# Autonomous Agents

## Autonomous Agents

**The Heart of Koii — Self-Managing Intelligence**

At the core of Koii lies its powerful **Autonomous Agents** system. Unlike traditional scripts or API-based AI tools that require constant human supervision, Koii agents are truly autonomous: they perceive, reason, plan, act, and learn — all with minimal intervention.

#### What Makes Koii Agents Different?

Traditional AI tools are reactive.\
**Koii Autonomous Agents** are proactive, adaptive, and collaborative.

**Key Characteristics:**

* **Goal-Driven** — You give them a high-level objective; they break it down into executable steps.
* **Self-Managing** — Agents monitor their own performance, detect failures, and self-heal or request assistance.
* **Environment-Aware** — They interact with files, APIs, databases, other agents, and external tools in real time.
* **Memory & Learning** — Long-term memory allows agents to remember past tasks, improve over time, and avoid repeating mistakes.
* **Secure Sandbox** — Every agent runs in an isolated, encrypted environment with strict permission controls.
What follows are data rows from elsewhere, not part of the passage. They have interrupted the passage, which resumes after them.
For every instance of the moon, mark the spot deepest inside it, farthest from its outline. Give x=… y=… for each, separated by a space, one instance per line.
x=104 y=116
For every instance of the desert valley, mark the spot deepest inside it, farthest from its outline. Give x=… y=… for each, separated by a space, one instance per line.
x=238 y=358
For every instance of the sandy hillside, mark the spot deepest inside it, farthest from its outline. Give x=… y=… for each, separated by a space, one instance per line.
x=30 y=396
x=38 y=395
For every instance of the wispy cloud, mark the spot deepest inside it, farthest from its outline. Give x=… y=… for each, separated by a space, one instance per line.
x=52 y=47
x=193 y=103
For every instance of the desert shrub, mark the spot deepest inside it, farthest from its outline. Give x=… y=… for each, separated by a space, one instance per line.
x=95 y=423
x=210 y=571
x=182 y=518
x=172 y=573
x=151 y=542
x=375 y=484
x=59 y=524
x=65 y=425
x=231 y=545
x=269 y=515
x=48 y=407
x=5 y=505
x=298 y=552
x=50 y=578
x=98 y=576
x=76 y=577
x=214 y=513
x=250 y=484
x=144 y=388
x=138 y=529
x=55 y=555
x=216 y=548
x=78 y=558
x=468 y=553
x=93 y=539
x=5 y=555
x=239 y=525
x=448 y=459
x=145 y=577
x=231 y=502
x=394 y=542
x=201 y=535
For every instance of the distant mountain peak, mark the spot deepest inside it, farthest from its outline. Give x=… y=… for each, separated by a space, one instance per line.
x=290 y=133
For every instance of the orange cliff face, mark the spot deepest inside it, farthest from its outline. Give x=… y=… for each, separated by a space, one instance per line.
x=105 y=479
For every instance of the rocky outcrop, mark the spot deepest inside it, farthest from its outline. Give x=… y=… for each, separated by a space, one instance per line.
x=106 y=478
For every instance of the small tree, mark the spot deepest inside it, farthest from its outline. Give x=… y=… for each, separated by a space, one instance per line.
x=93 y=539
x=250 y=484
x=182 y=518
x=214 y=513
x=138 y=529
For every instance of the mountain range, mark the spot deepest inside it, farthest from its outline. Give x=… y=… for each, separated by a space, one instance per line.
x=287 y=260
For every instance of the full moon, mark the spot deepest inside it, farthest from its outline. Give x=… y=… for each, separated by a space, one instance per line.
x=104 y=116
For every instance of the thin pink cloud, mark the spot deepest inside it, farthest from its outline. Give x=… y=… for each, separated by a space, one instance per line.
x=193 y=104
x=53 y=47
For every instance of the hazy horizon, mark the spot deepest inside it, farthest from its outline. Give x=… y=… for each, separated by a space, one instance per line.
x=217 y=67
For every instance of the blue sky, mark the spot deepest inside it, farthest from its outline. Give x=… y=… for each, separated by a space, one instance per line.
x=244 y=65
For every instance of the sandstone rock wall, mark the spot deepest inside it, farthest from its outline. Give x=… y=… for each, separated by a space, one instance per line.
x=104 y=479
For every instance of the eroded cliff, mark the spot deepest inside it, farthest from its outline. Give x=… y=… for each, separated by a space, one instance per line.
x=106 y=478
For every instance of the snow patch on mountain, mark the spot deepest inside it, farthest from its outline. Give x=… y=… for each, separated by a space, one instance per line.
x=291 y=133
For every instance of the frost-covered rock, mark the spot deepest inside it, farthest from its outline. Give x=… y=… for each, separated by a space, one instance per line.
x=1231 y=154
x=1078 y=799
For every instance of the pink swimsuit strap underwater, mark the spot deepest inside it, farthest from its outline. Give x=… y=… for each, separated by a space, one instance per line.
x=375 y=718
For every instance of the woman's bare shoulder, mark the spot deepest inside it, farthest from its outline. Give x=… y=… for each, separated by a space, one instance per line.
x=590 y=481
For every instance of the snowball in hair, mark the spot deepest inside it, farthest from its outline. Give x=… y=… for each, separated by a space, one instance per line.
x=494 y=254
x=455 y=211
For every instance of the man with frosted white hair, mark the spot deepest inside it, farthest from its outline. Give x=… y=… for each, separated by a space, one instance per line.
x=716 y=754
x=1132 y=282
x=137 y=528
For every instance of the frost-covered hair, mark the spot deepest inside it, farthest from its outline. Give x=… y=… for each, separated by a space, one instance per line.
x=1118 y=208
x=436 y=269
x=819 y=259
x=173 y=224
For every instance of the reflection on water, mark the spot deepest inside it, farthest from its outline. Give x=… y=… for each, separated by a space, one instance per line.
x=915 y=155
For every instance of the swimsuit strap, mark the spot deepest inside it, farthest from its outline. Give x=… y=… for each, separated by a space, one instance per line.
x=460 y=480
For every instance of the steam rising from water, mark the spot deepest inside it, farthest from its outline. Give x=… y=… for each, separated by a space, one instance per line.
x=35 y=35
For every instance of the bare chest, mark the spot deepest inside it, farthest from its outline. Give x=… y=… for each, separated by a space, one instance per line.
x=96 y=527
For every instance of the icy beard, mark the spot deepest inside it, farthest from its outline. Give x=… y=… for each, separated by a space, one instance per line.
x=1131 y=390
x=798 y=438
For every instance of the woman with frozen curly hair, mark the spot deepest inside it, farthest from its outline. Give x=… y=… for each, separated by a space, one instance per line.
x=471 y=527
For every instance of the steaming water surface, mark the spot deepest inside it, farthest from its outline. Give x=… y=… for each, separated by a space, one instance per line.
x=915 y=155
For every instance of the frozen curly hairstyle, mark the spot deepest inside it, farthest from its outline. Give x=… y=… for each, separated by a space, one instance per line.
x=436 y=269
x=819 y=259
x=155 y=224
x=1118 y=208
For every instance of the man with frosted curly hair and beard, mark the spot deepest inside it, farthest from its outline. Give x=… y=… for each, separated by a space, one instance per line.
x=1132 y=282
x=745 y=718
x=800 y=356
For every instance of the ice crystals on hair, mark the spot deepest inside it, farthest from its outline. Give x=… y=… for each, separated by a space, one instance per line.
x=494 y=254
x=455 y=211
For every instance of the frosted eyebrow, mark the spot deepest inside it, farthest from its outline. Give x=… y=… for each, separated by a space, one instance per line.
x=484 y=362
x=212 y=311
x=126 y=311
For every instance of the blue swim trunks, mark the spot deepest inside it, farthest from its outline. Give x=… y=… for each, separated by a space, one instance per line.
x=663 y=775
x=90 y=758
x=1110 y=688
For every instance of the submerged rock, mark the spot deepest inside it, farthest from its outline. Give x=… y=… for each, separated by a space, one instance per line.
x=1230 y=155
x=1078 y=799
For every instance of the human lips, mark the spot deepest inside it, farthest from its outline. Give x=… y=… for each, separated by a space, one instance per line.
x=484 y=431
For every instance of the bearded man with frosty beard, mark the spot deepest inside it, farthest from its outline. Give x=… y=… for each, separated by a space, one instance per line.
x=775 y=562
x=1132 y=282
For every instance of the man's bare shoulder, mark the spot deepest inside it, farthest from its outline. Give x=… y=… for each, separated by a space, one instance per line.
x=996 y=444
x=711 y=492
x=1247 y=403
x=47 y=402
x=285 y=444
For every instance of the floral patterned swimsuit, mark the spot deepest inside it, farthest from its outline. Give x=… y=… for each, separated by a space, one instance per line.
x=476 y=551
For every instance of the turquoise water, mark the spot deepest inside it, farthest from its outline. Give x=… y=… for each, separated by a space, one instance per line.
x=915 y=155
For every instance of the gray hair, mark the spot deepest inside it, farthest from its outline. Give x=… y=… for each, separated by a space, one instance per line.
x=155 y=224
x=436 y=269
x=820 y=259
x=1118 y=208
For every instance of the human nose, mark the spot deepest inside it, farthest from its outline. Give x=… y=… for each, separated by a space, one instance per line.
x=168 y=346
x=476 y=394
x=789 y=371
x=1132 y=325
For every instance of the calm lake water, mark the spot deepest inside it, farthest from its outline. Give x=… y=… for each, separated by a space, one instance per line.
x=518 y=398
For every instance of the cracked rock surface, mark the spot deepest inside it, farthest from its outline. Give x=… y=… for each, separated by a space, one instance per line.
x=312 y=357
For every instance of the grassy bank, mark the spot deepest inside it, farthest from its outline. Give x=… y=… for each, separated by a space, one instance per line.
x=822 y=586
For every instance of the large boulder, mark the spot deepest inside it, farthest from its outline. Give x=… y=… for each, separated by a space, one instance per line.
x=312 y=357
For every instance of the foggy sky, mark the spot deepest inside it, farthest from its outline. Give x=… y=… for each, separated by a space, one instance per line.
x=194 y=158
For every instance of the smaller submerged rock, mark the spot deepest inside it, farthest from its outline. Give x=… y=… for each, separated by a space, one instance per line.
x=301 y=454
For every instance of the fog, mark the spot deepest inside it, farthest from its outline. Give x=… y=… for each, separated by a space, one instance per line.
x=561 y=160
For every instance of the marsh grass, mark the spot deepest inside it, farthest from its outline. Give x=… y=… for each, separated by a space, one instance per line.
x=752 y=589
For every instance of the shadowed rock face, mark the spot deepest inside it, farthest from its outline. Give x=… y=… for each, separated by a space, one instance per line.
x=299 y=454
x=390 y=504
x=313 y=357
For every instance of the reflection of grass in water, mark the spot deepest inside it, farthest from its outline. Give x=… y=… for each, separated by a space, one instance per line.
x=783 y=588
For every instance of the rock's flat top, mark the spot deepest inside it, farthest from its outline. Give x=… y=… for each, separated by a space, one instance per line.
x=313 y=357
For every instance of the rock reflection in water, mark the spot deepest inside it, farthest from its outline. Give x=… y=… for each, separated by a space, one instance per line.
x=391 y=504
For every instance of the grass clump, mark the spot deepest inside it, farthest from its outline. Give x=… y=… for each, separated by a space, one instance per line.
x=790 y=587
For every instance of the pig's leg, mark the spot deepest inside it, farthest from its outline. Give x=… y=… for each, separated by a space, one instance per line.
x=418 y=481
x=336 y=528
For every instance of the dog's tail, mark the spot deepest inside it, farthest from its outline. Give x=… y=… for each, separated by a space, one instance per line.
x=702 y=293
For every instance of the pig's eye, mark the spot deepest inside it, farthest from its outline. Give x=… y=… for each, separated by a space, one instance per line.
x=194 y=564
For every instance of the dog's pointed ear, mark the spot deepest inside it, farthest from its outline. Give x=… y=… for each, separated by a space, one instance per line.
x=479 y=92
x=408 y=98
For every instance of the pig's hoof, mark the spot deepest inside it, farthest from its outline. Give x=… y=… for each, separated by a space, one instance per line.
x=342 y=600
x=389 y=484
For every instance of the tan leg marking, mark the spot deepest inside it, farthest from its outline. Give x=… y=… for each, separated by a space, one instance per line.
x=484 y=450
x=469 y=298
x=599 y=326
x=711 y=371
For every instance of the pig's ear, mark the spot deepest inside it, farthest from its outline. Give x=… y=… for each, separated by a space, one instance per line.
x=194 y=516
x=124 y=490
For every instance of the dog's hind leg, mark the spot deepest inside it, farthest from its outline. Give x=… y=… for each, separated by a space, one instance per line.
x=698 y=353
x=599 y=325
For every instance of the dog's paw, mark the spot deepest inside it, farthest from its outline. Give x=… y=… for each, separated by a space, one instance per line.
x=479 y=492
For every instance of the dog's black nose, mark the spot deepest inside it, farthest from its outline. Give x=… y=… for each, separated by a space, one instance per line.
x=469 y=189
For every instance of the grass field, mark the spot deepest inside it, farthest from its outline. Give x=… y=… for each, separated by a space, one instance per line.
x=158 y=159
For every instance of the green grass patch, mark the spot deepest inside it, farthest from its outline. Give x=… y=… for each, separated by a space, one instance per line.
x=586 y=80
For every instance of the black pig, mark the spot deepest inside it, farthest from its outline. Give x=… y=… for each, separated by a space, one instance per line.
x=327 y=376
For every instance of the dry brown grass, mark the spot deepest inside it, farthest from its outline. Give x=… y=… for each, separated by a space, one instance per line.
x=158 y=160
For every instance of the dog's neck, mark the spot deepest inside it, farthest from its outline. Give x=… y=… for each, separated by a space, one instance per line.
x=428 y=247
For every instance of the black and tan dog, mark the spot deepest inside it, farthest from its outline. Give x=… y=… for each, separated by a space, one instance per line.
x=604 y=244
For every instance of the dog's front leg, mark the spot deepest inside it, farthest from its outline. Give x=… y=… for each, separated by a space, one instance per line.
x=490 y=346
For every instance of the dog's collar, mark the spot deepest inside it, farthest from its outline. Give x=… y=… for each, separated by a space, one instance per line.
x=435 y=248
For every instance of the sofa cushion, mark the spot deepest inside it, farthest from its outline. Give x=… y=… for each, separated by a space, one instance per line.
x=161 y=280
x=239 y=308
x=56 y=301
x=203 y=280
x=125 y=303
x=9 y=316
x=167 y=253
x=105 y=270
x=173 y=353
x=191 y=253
#### Core Agent Types in Koii

| Agent Type               | Primary Role                                        | Best For                                      |
| ------------------------ | --------------------------------------------------- | --------------------------------------------- |
| **Task Agents**          | Execute specific, well-defined operations           | Research, content generation, data processing |
| **Compute Agents**       | Manage heavy computational workloads                | Training, simulations, batch processing       |
| **Orchestration Agents** | Coordinate multiple agents & workflows              | Complex projects, automation pipelines        |
| **System Agents**        | Infrastructure maintenance & monitoring             | Self-healing clusters, resource optimization  |
| **Custom Agents**        | User-defined behaviors via natural language or code | Any specialized use case                      |

#### How Autonomous Agents Work in Koii

1. **Initialization** — Define goals using natural language or YAML configuration.
2. **Planning** — Agent creates a step-by-step plan with checkpoints.
3. **Execution** — Runs tasks across local machines, edge devices, or global infrastructure.
4. **Collaboration** — Discovers and delegates to other agents automatically.
5. **Reflection & Learning** — Evaluates results, stores insights, and optimizes future behavior.
6. **Reporting** — Delivers clear, human-readable summaries and logs.

#### Real-World Examples

* **Software Development** — An agent that writes, tests, and deploys code based on a product requirement.
* **Research** — Multiple agents collaborating to gather data, analyze papers, and generate literature reviews.
* **Business Operations** — Agents handling customer support, inventory management, and report generation 24/7.
* **Personal Productivity** — Your own AI team that manages emails, schedules, and creative projects.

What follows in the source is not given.